Tools to Capture and Convert the Web

Extracting data from PDF documents

Scraping data from the content of PDF documents is not as flexible as doing so from HTML documents however there are still a number of ways this can be achieved using GrabzIt's Web Scraper. First to scrape PDF content you use the PDF functions rather than the Page functions but otherwise the functions work in generally the same way.

A filter for a PDF document is much simpler than that for a HTML document first of all you must specify what type of content you want to extract: links, images or text.

//Extract images
PDF.getValue({"type":"image"});
//Extract links
PDF.getValue({"type":"link"});
//Extract text
PDF.getValue({"type":"text"});

For links and images you can restrict what image or link is returned by specifying its position.

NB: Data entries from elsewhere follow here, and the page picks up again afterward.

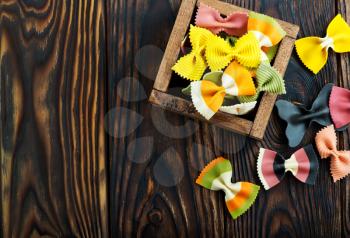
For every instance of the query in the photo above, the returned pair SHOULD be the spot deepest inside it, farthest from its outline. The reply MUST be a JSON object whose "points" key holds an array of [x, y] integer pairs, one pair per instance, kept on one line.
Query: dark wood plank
{"points": [[52, 71], [343, 80], [142, 202]]}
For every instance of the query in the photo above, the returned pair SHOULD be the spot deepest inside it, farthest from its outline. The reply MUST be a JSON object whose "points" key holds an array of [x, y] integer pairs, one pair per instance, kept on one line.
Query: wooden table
{"points": [[66, 67]]}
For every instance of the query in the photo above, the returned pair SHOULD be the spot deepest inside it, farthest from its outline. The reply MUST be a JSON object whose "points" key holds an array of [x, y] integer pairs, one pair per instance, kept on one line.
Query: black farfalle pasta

PDF.getValue({"type":"image","position":"2"});

Gets the second image in a document. For text, images and links you can further restrict the data returned by specifying a page number.

PDF.getValue({"type":"image","position":"2","page":"5"});

This will return the second image from the fifth page. Text comes with the added option of line number, however text does not support position.

PDF.getValue({"type":"text","page":"5","line":"10"});

This gets the tenth line of text from the fifth page. Other than these filter option differences scraping data from PDF documents works in a very similar way to scraping data from HTML documents, however because you can not be as specific as to what you extract with a PDF filter you may need to specify a pattern to extract the correct information from the text.